一般に、フーリエ変換は、取得したデータに対してFFT(高速フーリエ変換)処理を施すことで行われる。しかし、例えばFPGAを用いてリアルタイムでFFT処理を行おうとすると、FFT用の回路を自作する場合でも、FPGAベンダー各社が提供するIP(Intellectual Property)を使用する場合でも、多くの回路面積を消費することになる。そのため、低価格の小規模FPGAにはFFT処理を実装できない場合が多い。
しかし、特定の周波数成分だけが必要な場合には、通常のFFTのように全周波数スペクトルを計算する必要はない。筆者らは、この点に着目し、DFT(離散フーリエ変換)をリアルタイム処理に適した形にして、小さな回路面積で実現できるフーリエ変換回路を考案した。
DFTでは、式1のように、N個の時間軸連続データをN/2+1個(0〜N/2番目)のフーリエ周波数成分に分解する。ここでXはフーリエ係数、kはそれに対応する周波数。xは時系列の入力信号であり、そのデータの個数はN(0〜N−1番目)である。
単一周波数成分のフーリエ係数を式1により求めたい場合でも、通常は、実数部、虚数部について、それぞれN回の積和演算を行う必要がある。しかし、次のように考えれば、リアルタイム処理に適した形にすることが可能だ。

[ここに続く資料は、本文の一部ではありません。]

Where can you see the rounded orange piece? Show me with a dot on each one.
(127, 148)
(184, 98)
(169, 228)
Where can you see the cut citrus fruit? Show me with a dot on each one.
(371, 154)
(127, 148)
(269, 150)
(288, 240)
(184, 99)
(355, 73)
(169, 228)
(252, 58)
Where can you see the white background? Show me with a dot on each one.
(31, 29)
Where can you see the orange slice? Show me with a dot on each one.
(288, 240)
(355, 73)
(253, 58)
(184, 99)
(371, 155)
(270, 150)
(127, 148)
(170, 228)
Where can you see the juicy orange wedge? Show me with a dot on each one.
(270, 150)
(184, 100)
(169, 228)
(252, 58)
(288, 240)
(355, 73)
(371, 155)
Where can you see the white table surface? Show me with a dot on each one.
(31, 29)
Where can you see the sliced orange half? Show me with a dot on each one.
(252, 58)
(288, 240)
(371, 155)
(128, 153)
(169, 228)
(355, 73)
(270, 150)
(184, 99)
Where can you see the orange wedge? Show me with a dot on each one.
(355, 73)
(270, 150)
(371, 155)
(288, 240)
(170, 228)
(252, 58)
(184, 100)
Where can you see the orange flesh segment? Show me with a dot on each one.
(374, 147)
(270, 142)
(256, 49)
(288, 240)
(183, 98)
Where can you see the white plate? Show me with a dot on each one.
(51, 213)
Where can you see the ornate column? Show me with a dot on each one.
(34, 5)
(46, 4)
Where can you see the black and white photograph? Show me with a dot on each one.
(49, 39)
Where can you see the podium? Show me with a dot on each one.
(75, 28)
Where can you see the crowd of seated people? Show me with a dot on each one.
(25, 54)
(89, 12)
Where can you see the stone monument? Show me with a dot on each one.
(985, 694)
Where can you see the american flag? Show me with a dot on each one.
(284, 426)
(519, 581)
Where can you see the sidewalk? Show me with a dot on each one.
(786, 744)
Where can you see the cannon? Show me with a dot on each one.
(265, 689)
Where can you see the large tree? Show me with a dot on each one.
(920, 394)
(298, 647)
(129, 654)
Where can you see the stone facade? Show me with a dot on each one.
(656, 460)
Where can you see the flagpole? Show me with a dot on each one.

i番目とi+1番目(時系列順)のフーリエ係数は、式2のように表すことができる。これらの式から、隣り合うフーリエ係数の差を、それぞれの積和演算を展開して計算すると、式3のように表せる。
図1に示したのは、式3に基づいて作成したフーリエ変換回路のブロック図である。ここでは、入出力データのビット幅を16、時間軸連続データの数Nを1024としている。また、図中には式3との対応も示してある。

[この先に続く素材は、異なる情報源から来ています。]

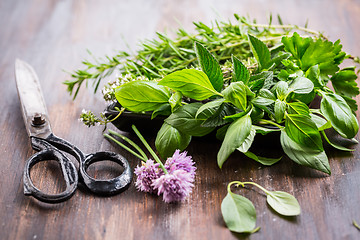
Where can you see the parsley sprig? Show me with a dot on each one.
(158, 57)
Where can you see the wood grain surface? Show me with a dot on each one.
(53, 36)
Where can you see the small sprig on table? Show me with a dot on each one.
(174, 179)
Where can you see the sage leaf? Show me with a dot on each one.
(260, 52)
(239, 213)
(301, 85)
(169, 139)
(191, 83)
(236, 94)
(283, 203)
(139, 96)
(304, 155)
(235, 136)
(184, 120)
(335, 109)
(262, 160)
(240, 71)
(210, 66)
(301, 129)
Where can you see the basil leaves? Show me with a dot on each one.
(272, 95)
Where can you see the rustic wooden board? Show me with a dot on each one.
(54, 35)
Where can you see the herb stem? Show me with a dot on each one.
(153, 154)
(283, 27)
(125, 147)
(130, 142)
(264, 121)
(255, 184)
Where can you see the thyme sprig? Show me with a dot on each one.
(159, 57)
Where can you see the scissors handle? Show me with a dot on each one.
(51, 147)
(68, 170)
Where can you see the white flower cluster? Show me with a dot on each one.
(109, 89)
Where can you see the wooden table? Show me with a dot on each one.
(53, 36)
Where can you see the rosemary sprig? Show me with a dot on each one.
(159, 57)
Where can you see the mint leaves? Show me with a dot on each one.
(240, 215)
(276, 91)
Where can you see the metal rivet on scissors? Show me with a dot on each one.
(51, 147)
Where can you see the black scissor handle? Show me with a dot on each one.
(68, 170)
(110, 186)
(54, 145)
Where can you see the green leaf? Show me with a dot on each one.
(236, 94)
(335, 109)
(262, 160)
(245, 146)
(301, 129)
(191, 83)
(264, 79)
(240, 71)
(215, 113)
(335, 145)
(239, 213)
(296, 45)
(266, 94)
(301, 85)
(313, 73)
(235, 136)
(260, 52)
(220, 133)
(138, 96)
(169, 139)
(210, 66)
(283, 203)
(264, 130)
(298, 108)
(320, 122)
(175, 100)
(209, 109)
(344, 83)
(304, 155)
(164, 110)
(282, 89)
(184, 120)
(279, 109)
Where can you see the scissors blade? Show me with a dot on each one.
(32, 101)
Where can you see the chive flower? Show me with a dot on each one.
(174, 179)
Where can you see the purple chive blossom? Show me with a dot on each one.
(174, 186)
(146, 174)
(180, 161)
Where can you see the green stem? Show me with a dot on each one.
(149, 149)
(255, 184)
(264, 121)
(283, 27)
(130, 142)
(125, 147)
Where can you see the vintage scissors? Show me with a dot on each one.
(50, 147)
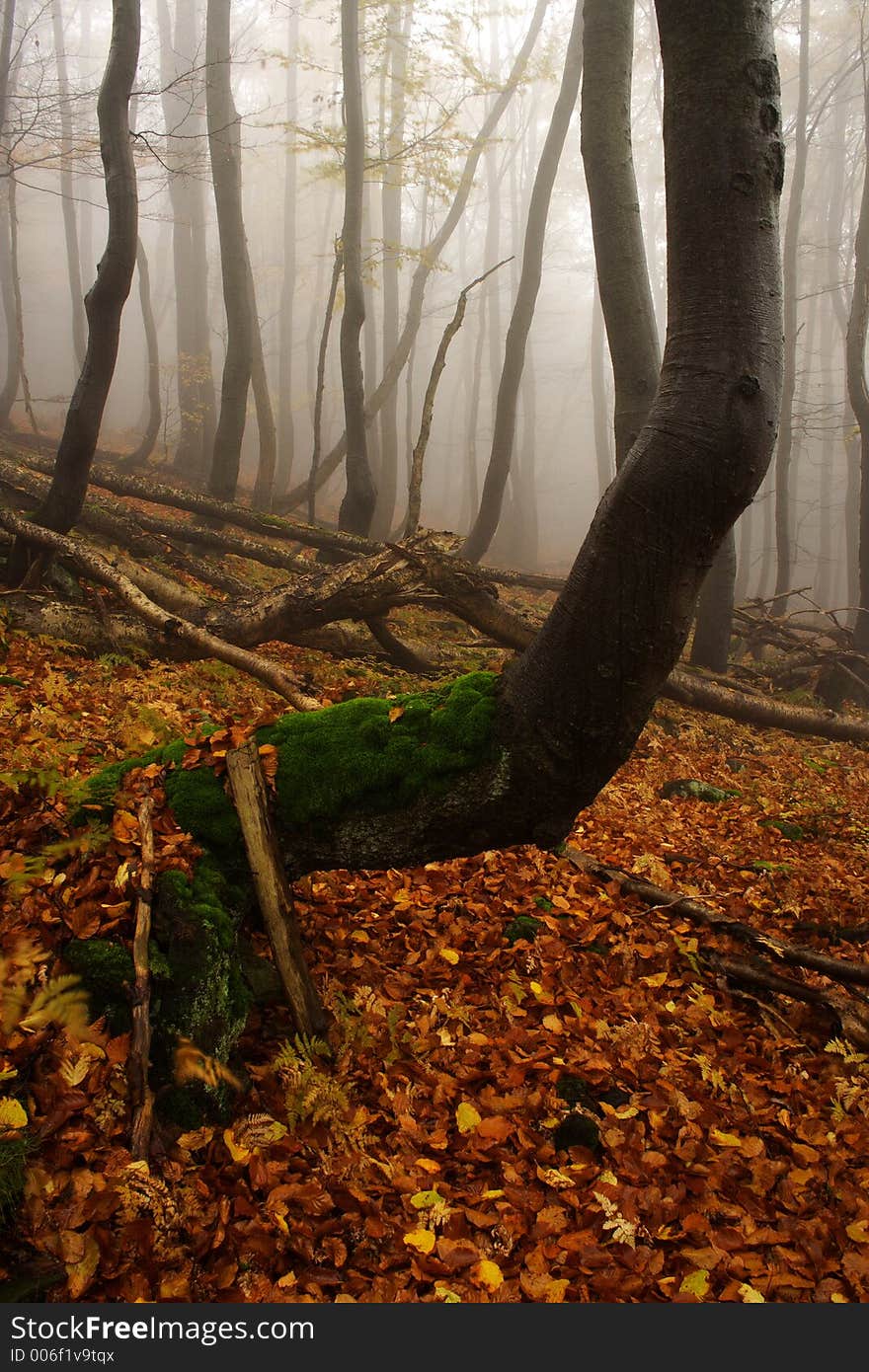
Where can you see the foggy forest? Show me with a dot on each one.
(434, 650)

1024段のデータ遅延器はブロックRAMで構成してもよいし、LUT(Look Up Table)で構成してもかまわない(LUT領域をシフトレジスタとして使用できるデバイスに限る)。また、ROM(cos)、ROM(sin)は、それぞれcosデータ、sinデータを格納するROMである。いずれも、1/4周期分だけを格納し、アドレスの指定に応じてデータの符号変換を行う機能と、読み出し位置を逆にする機能を設けることにより、ROM容量の削減を図ることができる。
表1に、図1の回路の規模を示した。ターゲットとするデバイスは米Xilinx社の「Spartan-3E」とし、開発ツールのMAP機能を実行した結果を示している。レイアウトオプションはすべてデフォルト、ビット幅は16でNは1024とした。N段のデータ遅延器、ROM(cos)、ROM(sin)には、ブロックRAMを使用している。また、比較のために、Xilinx社が提供しているFFT用のIPの回路規模も併記している。このデータは、『DS260 Fast Fourier Transform v4.1』から引用している。表1を見ると、リアルタイム処理を行うパイプライン型と、非リアルタイム処理のバーストI/O型のいずれよりも、図1の回路のほうが面積が断然小さくなることがわかる。
このように、対象周波数が単一であれば、DFT構成をとることでフーリエ変換回路の面積を削減できる。また、対象周波数が単一ではなく数個程度である場合には、ROM(cos)、ROM(sin)のアドレス生成を少し工夫することで、リアルタイム処理に対応することが可能になる。なお、解析の対象とするのが全周波数領域の場合、リアルタイム処理には対応できないものの、一定の間隔でk(解析の対象とする周波数の設定)をスキャンする方法をとることにより、図1をベースとした回路構成でも対応が図れる。